Incluído na lista de procurados da Interpol após o pedido de prisão decretado pela juíza Erika Soares de Azevedo Mascarenhas em 27 de setembro, ele foi detido por oficiais dos Emirados Árabes em 13 de outubro. "Ele não se escondeu, inclusive ficou passando e-mails, fazendo vídeo provocando a promotora. Assim ele foi localizado no hotel e preso", conta a delegada Ivalda Aleixo, do Departamento de Capturas da Polícia Civil de São Paulo, que lidera o caso. "Ele gosta de intimidar pelo poder econômico e pela força física. Alguém que reforça ser um 'heterossexual inegociável' é um cara frustrado."
No dia seguinte, o herdeiro foi liberado após pagar fiança, recurso possível por não se tratar de um acusado de crime político ou terrorismo — o valor não foi divulgado. Thiago Brennand pode esperar em liberdade até que as autoridades locais decidam se vão ou não extraditá-lo. Segundo o advogado Victor Del Vecchio, mestrando em direito internacional pela Universidade de São Paulo, o trâmite depende de negociações diplomáticas entre Emirados e Brasil. Os dois países já têm um tratado assinado desde 2019 que formaliza casos de extradição, mas esse documento precisa ser sancionado pela presidência da República, o que ainda não foi feito.
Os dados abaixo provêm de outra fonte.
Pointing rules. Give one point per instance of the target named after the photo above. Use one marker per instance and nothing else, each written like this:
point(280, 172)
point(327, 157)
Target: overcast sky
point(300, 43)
O Tribunal de Justiça de São Paulo enviou um dossiê para o Ministério da Justiça e Segurança Pública, formalizando o pedido de extradição, em 7 de novembro. Os documentos tiveram tradução juramentada para o árabe. O ministério não comenta casos concretos em andamento. "O tempo de tramitação e julgamento do pedido de extradição pelas autoridades dos Emirados Árabes dependerá da legislação interna daquele país", informou, em nota enviada à reportagem.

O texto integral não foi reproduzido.